Particularly, preterm infants are susceptible to inflammatory disorders because of the sensitivity to program that constantly affects development. Modulating the inflammatory cytokines secretion is a contributing piece of therapeutic strategies.Merighi et al showed that inhibiting A2BAR lessens the IL‐6 production in spinal cord injury [46].In the present study, we utilized PSB0788, which is a selective A2BAR antagonist, for prenatal treatment of PVL. Our data showed that maternal inflammation caused an elevation in proinflammatory cytokines, whereas intraperitoneal injection of PSB0788 into the pregnant mice increased the expression of anti-inflammatory cytokines in protein levels. Actually, Li et al. found that IL-10 elevated numbers of OPCs and oligodendrocytes through mechanisms that involved both immunomodulation and induction of neurotrophic factors in the demyelination model [47]. In this study, we believe that psb0788 can improve the remyelination by increasing the expression of IL-10, and the remyelination can be indicated by the increase of MBP protein.

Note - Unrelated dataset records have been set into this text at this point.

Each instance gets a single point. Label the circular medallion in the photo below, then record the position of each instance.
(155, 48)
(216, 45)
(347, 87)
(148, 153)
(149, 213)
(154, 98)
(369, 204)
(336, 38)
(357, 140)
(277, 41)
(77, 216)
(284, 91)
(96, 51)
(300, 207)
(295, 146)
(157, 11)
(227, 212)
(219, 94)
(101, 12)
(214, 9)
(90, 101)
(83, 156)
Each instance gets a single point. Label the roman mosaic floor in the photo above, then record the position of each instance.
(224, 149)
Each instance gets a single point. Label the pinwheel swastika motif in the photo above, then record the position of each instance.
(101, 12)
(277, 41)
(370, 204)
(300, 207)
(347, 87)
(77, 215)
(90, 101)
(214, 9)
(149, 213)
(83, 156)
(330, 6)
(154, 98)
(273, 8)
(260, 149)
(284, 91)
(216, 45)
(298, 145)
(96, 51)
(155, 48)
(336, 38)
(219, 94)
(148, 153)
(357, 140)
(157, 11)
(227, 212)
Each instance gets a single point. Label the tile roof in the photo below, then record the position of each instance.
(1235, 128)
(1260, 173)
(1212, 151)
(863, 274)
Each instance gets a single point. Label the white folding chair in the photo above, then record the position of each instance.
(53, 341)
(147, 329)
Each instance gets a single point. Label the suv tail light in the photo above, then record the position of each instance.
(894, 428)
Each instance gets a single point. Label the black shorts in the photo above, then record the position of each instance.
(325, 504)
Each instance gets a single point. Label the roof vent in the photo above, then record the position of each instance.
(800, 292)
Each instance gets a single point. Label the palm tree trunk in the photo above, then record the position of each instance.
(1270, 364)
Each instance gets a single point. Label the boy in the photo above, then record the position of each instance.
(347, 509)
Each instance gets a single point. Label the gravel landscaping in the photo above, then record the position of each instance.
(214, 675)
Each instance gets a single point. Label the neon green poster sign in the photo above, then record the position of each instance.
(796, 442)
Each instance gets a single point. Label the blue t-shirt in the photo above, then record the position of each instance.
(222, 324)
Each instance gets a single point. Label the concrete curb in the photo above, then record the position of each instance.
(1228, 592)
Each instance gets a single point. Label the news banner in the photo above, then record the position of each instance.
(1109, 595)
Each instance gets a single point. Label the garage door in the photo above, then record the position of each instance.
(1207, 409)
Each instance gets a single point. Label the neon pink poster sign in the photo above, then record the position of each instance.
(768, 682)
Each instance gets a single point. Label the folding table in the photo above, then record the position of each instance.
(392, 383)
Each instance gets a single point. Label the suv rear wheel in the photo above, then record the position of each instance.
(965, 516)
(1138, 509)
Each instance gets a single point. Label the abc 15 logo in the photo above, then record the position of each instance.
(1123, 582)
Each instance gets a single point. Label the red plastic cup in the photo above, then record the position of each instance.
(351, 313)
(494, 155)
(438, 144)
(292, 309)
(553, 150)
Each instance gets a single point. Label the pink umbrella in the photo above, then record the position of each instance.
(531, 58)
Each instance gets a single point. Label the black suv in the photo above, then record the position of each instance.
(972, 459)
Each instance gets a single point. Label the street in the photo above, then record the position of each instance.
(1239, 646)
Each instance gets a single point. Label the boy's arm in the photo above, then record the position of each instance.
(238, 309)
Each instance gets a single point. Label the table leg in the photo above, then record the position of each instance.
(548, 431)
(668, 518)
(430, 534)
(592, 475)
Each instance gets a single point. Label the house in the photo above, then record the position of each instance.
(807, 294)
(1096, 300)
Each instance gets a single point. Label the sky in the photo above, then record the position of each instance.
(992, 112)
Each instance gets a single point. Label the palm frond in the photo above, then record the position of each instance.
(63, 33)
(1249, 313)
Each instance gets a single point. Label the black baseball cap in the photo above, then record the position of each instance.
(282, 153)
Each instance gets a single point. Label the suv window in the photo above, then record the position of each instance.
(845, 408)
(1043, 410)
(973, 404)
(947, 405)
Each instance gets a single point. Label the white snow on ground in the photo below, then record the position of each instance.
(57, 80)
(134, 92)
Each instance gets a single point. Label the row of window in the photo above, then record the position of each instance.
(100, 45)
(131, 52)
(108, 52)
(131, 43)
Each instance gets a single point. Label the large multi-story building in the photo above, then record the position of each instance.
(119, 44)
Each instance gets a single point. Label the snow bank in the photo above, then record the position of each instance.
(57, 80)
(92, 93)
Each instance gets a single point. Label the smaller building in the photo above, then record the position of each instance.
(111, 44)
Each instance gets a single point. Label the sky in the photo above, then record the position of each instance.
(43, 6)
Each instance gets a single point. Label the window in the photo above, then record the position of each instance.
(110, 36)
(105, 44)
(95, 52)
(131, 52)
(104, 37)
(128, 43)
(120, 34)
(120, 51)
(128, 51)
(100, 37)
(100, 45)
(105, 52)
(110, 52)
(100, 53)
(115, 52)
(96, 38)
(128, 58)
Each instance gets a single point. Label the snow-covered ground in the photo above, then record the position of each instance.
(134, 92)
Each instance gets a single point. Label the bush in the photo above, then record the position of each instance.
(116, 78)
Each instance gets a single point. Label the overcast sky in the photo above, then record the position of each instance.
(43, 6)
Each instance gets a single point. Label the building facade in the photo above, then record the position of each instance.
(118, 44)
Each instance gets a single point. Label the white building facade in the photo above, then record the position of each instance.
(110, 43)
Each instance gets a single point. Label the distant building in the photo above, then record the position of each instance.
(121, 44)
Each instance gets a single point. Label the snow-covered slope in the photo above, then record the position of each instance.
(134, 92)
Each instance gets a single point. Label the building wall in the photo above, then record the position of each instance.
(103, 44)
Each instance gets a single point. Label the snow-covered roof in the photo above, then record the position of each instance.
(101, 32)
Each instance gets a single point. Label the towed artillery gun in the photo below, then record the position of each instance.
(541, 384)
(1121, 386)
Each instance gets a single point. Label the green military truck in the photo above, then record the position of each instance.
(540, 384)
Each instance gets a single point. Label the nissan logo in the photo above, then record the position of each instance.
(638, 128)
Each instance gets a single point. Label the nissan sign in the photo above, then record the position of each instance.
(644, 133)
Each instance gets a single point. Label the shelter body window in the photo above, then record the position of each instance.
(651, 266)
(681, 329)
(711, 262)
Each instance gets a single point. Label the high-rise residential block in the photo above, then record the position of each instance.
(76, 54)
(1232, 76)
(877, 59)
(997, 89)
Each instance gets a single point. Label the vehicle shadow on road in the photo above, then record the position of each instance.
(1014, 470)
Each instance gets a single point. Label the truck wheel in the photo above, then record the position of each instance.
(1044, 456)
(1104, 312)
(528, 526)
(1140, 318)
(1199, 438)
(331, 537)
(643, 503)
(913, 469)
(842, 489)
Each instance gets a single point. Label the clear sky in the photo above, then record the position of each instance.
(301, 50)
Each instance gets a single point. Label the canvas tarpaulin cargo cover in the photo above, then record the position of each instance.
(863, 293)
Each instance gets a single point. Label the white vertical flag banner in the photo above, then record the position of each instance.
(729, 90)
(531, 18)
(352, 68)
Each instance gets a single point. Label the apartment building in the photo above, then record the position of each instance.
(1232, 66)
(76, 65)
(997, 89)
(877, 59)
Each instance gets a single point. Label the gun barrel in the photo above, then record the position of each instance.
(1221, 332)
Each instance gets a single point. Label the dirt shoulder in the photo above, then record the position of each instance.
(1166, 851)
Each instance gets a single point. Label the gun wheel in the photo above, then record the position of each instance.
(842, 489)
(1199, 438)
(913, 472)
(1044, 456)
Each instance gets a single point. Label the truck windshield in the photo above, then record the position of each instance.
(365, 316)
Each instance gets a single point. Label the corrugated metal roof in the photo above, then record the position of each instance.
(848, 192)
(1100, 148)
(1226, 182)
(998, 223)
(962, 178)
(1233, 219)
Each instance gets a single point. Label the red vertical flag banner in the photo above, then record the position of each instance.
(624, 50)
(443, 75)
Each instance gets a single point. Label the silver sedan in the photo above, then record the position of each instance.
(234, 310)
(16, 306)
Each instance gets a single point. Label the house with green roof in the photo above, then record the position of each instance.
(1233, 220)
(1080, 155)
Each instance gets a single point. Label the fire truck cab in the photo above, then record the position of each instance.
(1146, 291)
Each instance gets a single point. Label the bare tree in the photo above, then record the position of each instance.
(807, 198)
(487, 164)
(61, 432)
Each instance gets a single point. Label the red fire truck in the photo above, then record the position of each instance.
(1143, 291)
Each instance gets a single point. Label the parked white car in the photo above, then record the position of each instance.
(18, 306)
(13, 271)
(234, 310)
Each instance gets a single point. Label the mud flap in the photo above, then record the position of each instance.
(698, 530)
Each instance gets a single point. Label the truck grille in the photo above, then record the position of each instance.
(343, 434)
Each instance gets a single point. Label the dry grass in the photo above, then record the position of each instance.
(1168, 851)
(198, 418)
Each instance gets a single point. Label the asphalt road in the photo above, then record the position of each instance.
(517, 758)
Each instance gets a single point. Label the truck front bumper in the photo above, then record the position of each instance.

Therefore, we believe that PSB0788 could improve the myelination disturbances caused by PVL, acting to treat neonatal neurologic diseases. This study is still have some limitations. Future studies of immune function and mechanism will be important for showing potentially therapeutic targets to prevent injury secondary to PVL and revealing the consequences of immune changes to injuries through the lifespan.

Conclusion

The findings of our study provide a promising strategy for the treatment of maternal inflammation‐induced PVL. In this model, the selective A2BAR antagonist PSB0788 played an important role in promoting the development and differentiation of OPCs. In subsequent studies, we will focus on the mechanism of action of PSB0788 in maternal inflammation‐induced PVL.